Sold all shares and hit nice green on progressive Oct. calls 5.00(.WBJQ) & 6.00(.WBJW) on Friday A.M. per previous set GTC's... SSWWEEEETT...
Still holding/sitting on Nov. calls 7.50(.WBKY)...
Believe it will work out somemore, eh?
All just in my opinion of course...
WB was probably halted for an announcement due to Citigroup's lawsuit. JMO, news may be coming.
I hope so; for Wachovia and Charlotte's sake...

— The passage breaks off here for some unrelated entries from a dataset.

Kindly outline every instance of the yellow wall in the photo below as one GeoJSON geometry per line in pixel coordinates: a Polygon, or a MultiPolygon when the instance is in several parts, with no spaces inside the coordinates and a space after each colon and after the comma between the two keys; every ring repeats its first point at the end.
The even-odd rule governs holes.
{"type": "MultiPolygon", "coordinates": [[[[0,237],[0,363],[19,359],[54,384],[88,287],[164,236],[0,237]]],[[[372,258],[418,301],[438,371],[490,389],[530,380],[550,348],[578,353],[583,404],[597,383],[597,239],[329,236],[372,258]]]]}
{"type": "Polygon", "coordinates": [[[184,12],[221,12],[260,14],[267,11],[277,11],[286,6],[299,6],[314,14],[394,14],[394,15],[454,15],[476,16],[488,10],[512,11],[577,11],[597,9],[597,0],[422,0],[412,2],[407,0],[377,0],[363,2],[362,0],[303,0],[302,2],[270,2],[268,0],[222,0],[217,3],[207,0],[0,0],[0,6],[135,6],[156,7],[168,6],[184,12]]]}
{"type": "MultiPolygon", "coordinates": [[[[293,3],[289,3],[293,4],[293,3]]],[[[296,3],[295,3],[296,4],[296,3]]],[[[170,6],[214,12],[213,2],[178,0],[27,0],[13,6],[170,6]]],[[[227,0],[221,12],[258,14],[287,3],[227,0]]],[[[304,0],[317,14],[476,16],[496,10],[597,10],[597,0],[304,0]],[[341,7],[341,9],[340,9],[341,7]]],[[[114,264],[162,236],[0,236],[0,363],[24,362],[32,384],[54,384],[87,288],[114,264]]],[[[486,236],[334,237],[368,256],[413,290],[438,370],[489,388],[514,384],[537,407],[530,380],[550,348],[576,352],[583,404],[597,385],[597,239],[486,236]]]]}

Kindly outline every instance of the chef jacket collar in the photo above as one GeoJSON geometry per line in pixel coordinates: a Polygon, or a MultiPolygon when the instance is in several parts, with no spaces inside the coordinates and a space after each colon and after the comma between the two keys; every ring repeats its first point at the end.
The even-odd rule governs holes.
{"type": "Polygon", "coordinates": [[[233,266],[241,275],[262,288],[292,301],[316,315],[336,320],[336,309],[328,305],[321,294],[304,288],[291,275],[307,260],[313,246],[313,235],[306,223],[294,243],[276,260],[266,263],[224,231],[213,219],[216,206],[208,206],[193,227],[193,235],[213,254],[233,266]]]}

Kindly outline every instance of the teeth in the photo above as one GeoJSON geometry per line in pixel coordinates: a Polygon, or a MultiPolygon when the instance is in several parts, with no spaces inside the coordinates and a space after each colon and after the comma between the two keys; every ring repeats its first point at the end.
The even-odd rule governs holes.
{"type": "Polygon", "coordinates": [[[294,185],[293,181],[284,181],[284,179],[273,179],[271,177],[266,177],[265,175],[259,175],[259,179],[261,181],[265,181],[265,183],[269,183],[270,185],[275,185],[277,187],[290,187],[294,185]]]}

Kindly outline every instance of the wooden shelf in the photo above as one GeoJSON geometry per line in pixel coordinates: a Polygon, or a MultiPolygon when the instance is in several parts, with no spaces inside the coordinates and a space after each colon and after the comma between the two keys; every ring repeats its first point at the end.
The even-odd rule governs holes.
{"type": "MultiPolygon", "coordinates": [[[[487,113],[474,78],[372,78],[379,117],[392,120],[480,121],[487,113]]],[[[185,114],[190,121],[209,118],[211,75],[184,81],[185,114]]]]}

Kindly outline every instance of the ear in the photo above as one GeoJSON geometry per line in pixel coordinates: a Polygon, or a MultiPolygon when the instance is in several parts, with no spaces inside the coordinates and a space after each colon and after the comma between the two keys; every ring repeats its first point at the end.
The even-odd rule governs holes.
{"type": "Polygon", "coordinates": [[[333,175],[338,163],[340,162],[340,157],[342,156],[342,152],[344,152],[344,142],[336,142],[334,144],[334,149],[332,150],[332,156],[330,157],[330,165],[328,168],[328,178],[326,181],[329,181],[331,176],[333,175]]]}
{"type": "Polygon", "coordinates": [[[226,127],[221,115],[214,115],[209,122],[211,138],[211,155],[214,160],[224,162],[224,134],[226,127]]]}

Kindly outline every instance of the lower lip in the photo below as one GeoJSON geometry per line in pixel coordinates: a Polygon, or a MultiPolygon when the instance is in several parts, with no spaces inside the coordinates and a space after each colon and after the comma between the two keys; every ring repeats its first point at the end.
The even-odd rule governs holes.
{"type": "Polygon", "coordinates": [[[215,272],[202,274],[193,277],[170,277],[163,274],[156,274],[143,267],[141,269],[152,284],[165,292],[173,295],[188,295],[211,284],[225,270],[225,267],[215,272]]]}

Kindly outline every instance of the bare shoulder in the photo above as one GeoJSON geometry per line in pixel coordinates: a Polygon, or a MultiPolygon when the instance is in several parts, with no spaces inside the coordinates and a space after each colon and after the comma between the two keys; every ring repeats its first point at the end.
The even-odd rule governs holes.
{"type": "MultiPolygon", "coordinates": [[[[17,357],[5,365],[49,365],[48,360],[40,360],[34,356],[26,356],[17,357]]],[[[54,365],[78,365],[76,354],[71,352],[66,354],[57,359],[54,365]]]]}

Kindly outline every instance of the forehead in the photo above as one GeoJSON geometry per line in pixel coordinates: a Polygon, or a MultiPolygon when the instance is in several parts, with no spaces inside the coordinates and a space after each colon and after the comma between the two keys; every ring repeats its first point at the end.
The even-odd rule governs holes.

That a boatload of crap. WFC will have 100% of WB by the weekend...eom....See shareholders
In the news regarding WB....
http://www.charlotteobserver.com/business/story/235935.html
Press Release Source: Wells Fargo & Company
Wells Fargo Statement on Appellate Court Decision to Vacate Temporary Restraining Order
Sunday October 5, 9:57 pm ET
SAN FRANCISCO--(BUSINESS WIRE)--Wells Fargo & Company (NYSE:WFC - News) issued the following statement this evening regarding Citigroup’s claimed exclusivity agreement with Wachovia Corporation:
“The appellate court has entered an order vacating Judge Ramos’s order of yesterday. We are pleased that the unfounded order entered yesterday has been vacated. Wells Fargo will continue working toward the completion of its firm, binding merger agreement with Wachovia Corporation.”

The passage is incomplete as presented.